The proposal by the Canadian General Standards Board and the organic aquaculture working group at Fisheries and Oceans Canada to give the “organic stamp of approval” to B.C. farmed salmon raised in open-net pens is nothing short of Orwellian.Among many practices that should be considered antithetical to the spirit and intent of organic certification, the B.C. fish farm industry relies on the application of the agricultural drug Slice to address chronic sea lice outbreaks.

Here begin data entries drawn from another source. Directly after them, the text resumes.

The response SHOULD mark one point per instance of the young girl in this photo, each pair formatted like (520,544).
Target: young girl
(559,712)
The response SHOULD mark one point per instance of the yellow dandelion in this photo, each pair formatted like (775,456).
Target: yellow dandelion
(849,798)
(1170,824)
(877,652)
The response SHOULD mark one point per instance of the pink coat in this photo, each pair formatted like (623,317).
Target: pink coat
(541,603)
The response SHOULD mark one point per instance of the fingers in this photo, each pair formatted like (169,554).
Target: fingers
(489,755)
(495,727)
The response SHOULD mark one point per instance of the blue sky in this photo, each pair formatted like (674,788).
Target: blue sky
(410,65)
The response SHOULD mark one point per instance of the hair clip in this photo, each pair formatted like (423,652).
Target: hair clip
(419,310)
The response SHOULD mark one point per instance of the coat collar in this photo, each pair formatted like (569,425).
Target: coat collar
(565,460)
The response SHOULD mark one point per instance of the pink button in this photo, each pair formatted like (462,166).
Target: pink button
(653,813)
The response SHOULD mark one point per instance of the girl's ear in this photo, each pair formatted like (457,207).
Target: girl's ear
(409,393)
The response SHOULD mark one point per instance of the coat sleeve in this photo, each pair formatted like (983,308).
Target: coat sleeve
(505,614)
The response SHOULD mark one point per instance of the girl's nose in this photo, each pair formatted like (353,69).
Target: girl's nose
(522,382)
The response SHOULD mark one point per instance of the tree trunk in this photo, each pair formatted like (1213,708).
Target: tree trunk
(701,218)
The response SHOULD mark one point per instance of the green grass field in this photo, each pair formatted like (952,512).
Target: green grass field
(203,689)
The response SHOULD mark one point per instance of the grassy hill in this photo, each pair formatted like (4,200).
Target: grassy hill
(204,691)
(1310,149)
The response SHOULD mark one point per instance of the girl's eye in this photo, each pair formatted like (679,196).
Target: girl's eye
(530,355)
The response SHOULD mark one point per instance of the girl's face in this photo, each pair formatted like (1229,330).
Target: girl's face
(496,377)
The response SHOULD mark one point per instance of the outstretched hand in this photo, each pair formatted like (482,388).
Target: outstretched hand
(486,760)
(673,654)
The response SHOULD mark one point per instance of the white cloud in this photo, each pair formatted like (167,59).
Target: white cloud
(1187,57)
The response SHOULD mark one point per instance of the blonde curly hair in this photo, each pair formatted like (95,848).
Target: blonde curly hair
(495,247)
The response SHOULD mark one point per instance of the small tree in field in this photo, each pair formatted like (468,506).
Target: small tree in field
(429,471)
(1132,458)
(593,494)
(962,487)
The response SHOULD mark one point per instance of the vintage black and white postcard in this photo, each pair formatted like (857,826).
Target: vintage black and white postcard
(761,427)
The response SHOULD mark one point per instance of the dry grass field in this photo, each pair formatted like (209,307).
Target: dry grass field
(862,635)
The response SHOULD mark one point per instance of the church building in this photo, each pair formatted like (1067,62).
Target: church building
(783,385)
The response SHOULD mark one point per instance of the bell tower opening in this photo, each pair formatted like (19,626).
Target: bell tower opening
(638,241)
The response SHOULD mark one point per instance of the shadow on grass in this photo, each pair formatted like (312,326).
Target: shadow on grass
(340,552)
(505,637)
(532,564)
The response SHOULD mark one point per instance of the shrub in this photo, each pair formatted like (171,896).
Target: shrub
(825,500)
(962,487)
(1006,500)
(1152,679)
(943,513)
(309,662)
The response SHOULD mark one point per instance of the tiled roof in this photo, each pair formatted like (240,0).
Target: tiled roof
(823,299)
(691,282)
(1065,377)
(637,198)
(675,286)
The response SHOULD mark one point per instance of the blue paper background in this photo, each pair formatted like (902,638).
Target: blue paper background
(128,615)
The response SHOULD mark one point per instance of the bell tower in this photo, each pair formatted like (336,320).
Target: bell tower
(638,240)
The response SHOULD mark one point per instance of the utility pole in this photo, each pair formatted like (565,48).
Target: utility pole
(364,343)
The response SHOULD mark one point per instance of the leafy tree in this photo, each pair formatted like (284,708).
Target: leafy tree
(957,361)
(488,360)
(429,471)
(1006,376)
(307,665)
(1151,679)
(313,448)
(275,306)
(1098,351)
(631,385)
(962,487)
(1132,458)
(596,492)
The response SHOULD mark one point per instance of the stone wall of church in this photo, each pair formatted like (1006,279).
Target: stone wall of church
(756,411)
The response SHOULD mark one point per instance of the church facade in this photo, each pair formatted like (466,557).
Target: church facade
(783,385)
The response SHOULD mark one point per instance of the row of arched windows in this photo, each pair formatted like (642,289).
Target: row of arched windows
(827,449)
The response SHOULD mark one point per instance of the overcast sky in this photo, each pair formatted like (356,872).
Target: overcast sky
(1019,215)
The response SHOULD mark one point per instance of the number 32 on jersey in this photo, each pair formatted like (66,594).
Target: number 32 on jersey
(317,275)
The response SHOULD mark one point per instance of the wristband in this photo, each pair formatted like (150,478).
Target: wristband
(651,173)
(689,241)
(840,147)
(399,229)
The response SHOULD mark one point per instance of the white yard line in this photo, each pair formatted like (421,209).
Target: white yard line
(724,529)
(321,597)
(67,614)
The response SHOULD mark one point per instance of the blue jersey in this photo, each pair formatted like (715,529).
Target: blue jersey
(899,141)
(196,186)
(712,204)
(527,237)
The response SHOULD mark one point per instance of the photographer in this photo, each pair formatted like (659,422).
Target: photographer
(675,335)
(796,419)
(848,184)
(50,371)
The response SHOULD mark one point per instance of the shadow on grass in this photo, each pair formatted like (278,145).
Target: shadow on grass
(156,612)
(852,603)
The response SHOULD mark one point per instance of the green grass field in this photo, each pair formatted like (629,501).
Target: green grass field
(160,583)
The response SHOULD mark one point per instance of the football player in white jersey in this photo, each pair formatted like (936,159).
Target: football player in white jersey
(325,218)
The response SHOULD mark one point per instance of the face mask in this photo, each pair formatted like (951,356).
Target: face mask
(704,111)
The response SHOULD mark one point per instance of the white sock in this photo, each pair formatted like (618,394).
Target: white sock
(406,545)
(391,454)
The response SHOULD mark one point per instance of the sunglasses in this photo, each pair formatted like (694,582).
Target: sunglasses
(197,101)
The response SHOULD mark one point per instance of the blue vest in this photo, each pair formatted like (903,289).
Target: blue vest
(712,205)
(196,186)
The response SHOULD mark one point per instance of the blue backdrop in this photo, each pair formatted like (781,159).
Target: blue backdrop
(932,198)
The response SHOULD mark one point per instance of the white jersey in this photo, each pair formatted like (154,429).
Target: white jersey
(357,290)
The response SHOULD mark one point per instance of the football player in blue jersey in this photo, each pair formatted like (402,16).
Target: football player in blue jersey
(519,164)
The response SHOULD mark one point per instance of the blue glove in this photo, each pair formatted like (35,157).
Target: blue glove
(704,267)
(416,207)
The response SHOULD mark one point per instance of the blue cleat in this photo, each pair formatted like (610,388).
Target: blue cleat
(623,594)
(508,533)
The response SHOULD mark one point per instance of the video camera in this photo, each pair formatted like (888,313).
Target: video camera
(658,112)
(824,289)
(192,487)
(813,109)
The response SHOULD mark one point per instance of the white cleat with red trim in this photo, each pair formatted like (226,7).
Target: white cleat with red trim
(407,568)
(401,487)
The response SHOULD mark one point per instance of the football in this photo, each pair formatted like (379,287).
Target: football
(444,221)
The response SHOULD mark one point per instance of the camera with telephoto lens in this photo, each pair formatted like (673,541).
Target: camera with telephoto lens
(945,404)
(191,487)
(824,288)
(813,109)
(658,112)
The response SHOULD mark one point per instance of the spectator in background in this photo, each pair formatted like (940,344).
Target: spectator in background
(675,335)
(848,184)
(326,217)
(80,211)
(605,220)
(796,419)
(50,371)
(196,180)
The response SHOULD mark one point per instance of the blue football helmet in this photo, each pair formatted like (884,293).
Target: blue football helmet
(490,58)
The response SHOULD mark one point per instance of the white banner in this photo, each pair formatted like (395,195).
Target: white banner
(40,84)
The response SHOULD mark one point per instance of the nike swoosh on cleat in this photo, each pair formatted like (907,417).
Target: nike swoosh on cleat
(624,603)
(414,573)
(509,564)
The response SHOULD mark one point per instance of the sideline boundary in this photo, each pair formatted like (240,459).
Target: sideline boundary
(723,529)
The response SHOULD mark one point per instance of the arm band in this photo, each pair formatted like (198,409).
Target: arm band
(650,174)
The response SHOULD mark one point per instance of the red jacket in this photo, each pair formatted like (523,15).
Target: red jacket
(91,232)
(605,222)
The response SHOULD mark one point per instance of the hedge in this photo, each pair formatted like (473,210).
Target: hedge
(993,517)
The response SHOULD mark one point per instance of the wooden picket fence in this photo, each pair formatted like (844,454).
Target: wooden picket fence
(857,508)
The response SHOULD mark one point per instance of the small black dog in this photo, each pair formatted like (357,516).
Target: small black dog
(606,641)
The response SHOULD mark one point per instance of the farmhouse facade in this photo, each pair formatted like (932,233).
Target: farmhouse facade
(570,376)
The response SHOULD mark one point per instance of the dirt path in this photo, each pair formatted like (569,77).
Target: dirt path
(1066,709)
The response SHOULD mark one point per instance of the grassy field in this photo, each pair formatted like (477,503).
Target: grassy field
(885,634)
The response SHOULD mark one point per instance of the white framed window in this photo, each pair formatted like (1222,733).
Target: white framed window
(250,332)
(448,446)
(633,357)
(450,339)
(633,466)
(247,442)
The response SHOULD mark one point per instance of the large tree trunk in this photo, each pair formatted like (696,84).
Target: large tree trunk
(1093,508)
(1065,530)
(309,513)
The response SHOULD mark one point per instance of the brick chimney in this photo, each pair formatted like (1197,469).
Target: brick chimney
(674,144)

Emamectin benzoate is the active ingredient in Slice, which is administered in feed. The use of Slice is a concern to scientists like David Carpenter, professor at the environmental health and toxicology division at the University of Albany in New York. Carpenter has said that “emamectin is one of a class of drugs known to block a major inhibitory neural transmitter in the brain. Animal studies have demonstrated exposure to this chemical during development causes changes in behaviour and growth as well as pathological changes in the brain.”
Little is known about the long-term impact of Slice on other aquatic life. Mounting evidence indicates that Slice may negatively affect crustaceans. Canadian scientist Les Burridge, who works in the field of ecotoxicology, has written that “chemicals used to control infestations of sea lice on cultured salmon have a potential for impacting non-target organisms, particularly other crustacea. Investigations have been conducted on lethal impacts but observations made during these experiments indicate potential for ecologically important sub-lethal impacts.”